My father taught fourth grade at the elementary school I attended. I did not have him for my official teacher when I entered the fourth grade, but this year was different in school because they separated the students into three groups for the reading classes. These were the higher level reading students, average level and low level. My father taught the higher level, so I wound up with him as a teacher one hour every day.
This was a means of helping us adjust to the upcoming 6th grade, in which we would not be stuck in the same classroom every day. This was also done during the 5th grade.
My father was the only male teacher at the school. A lot of the boys were afraid of him because he had a reputation for pulling out the paddle to administer punishment and everybody said he could whip even hard than their own fathers. I wouldn't know. The other boys' fathers never tried to put the whup on me.
When I was in class, I was not permitted to call him "Dad." I had to call him "Mr. Ogolon." He practically treated me a little worse than he did at home, save for any beatings. Once I loudly yawned in class and exclaimed, "Oh, boy!" He screamed at me in front of everyone. For my first mid-quarter report card, he gave me a B for the class. (However, I was able to turn that into an A for the rest of the year.)

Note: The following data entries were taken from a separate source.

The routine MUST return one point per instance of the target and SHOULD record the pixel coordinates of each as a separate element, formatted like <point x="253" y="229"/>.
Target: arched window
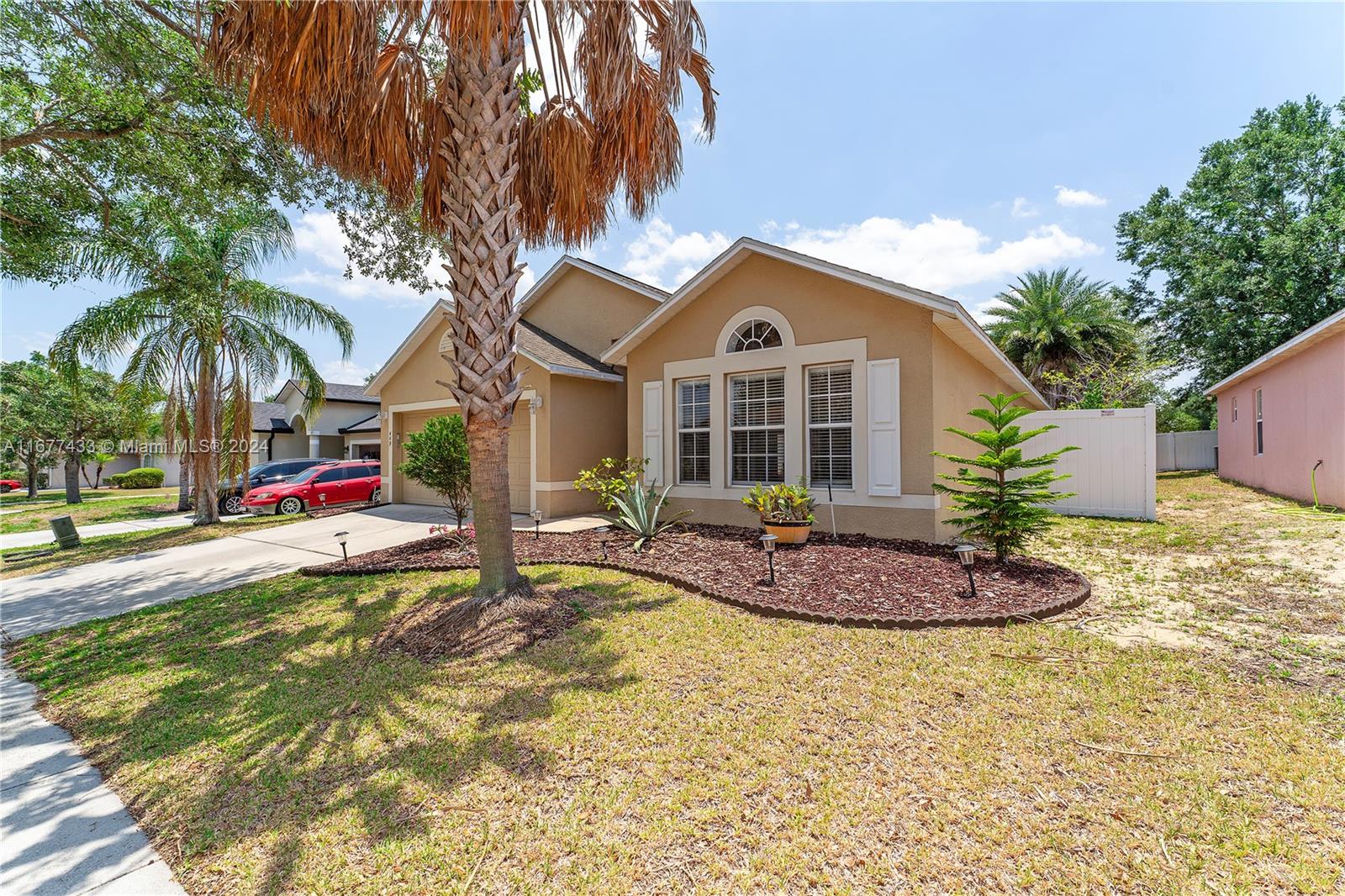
<point x="755" y="334"/>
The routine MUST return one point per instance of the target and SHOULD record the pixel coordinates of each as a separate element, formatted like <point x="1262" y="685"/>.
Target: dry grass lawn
<point x="672" y="744"/>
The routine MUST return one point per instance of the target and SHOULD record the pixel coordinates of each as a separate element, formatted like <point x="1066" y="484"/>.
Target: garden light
<point x="968" y="557"/>
<point x="768" y="542"/>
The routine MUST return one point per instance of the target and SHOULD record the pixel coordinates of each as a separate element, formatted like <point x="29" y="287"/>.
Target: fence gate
<point x="1113" y="472"/>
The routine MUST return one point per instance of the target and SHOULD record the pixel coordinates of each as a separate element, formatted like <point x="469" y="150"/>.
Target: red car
<point x="342" y="483"/>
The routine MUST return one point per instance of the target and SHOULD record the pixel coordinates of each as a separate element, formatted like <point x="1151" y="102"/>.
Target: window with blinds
<point x="831" y="425"/>
<point x="693" y="432"/>
<point x="757" y="428"/>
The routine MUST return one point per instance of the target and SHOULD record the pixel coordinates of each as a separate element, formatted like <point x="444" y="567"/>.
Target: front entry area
<point x="520" y="459"/>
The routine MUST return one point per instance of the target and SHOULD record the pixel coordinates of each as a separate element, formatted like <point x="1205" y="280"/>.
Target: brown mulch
<point x="852" y="580"/>
<point x="457" y="627"/>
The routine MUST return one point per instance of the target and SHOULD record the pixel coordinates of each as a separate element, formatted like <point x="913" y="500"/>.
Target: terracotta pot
<point x="789" y="532"/>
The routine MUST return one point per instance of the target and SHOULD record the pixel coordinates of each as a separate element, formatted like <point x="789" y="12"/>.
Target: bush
<point x="436" y="456"/>
<point x="611" y="479"/>
<point x="780" y="502"/>
<point x="1001" y="510"/>
<point x="139" y="478"/>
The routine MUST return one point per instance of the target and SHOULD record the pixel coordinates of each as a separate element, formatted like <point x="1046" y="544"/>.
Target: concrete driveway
<point x="62" y="598"/>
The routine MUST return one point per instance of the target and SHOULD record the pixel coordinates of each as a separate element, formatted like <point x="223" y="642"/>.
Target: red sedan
<point x="347" y="482"/>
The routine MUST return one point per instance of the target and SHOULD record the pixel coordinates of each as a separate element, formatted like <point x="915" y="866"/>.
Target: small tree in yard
<point x="437" y="458"/>
<point x="1002" y="510"/>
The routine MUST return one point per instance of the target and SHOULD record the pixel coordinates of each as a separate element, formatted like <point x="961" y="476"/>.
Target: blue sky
<point x="946" y="145"/>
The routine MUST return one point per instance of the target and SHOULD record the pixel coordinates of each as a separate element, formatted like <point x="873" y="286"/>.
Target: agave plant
<point x="639" y="514"/>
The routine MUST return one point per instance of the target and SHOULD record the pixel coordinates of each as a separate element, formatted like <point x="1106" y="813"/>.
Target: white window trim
<point x="809" y="425"/>
<point x="677" y="416"/>
<point x="732" y="430"/>
<point x="793" y="358"/>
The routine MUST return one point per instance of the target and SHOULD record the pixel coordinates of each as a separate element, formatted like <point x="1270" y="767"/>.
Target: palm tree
<point x="205" y="331"/>
<point x="1053" y="320"/>
<point x="435" y="103"/>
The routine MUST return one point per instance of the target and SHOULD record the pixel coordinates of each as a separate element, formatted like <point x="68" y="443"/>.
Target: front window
<point x="755" y="334"/>
<point x="1261" y="432"/>
<point x="831" y="427"/>
<point x="757" y="428"/>
<point x="693" y="432"/>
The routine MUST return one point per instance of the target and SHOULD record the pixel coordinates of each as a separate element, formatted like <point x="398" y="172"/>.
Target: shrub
<point x="639" y="514"/>
<point x="436" y="456"/>
<point x="611" y="479"/>
<point x="782" y="502"/>
<point x="139" y="478"/>
<point x="997" y="509"/>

I really felt that there should have been a rule in place that said that teachers were not permitted to teach their own children or even allow them in the same school together. Even though my father only taught me one hour a day, it was hard getting through that hour knowing that everybody in class was carefully watching every interaction between me and father.
When I was a senior in high school, I wound up with my mother as a teacher. She taught Distributive Education and was in charge of the school's chapter of Distributive Education Club of America, or DECA. She more or less coerced me into her classroom. She wanted me in there because she know I would do well in the regional and state DECA competition.
One day, before school, my mother asked me to go get some gum and bring it to her in class. I came in the classroom and said, "Hey, Mom!" and tossed her the gum. She told me later that me that my calling her "Mom" was a glass-shattering moment for her. She didn't mind me calling her "Mom," and didn't ask me to call her "Mrs. Ogolon." She was upset because, for years, students would call her "Mom" and she would respond by saying "I am not old enough to be your mother." That day, she realized she could no longer say that.
I would like to add that Loyd never had to deal with having Dad or Mom as a teacher.